According to the poll, snack-stashing Britons keep over 2,500 calories worth of goodies, with the top spots for hiding including under their bed, in their wardrobe and at the back of the kitchen cupboards.
Chocolate, sweets and crisps are among the goodies hidden around the home by three fifths of Britons, who prefer not to share and want to keep their naughty treats for themselves.
The survey was carried out by home interiors specialist www.hillarys.co.uk. 2,417 Britons aged 18 and over were quizzed about their home experiences and habits, all of whom stated that they shared their home with others, whether family, a partner or housemates.

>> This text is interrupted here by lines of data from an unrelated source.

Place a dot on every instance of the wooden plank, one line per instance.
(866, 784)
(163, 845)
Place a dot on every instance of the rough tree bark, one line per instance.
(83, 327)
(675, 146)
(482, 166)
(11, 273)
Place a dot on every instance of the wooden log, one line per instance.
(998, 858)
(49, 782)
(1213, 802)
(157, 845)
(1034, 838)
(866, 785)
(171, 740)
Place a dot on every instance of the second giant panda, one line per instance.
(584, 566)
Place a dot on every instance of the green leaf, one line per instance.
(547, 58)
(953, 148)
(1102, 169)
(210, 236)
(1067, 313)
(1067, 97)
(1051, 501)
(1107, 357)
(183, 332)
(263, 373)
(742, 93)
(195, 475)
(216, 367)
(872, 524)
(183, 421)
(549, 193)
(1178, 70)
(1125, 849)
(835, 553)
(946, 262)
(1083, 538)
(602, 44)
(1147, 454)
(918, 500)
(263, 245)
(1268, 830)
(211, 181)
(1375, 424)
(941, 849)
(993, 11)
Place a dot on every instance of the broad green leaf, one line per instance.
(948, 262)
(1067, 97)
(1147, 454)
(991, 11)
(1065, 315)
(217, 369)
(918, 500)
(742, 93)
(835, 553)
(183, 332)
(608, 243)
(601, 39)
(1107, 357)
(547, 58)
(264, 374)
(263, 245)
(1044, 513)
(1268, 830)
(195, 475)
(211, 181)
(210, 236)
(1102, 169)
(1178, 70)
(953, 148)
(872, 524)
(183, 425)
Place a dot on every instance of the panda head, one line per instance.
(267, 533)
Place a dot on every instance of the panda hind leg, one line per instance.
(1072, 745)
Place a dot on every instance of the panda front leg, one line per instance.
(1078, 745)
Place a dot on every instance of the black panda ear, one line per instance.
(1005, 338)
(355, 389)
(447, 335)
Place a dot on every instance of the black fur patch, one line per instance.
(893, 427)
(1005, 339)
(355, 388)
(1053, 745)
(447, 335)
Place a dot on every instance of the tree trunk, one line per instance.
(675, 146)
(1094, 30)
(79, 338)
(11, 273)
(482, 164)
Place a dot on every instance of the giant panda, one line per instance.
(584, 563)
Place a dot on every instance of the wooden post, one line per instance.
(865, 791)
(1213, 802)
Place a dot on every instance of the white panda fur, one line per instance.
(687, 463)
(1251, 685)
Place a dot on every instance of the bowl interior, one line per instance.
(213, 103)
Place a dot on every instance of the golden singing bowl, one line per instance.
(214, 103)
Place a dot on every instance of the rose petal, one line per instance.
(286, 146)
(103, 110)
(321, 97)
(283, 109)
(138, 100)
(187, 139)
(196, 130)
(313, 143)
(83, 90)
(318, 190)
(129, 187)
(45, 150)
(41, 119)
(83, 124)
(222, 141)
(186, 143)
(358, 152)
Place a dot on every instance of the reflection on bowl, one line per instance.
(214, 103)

Initially all respondents were asked ‘Have you ever hidden snacks from others in your household?’ to which three fifths of respondents (61%) admitted they have. When asked to expand on what types of snacks they were most likely to hide, provided with a list of possible responses and told to select all that applied, the top five hidden snacks were revealed as follows:
Chocolate - 74%
Sweets - 68%
Crisps - 45%
Biscuits - 29%
Cake - 13%.
All respondents who confessed that they hid snacks were then asked to state where they were most likely to hide their goodies, with ‘under the bed’ (37%), ‘in my wardrobe’ (25%), ‘at the back of the kitchen cupboards and out of sight’ (20%) revealed as the top hiding spots. When asked if they’d been caught hiding snacks, a third (34%) confessed that they had been caught, with 89% stating that it hadn’t stopped them from continuing to do so.
What’s more, all respondents who had hidden goodies were asked to estimate the calorific content of the snacks they currently had stashed. Once all of the responses were collated it was revealed that the average snack-hiding Briton has 2,585 worth of calories underneath their bed.
Tara Hall, spokesperson for www.hillarys.co.uk, said: “Enjoying the odd midnight snack is one thing, but stashing away the contents of a sweetshop in case of a ‘dietary’ emergency is a bit extreme.”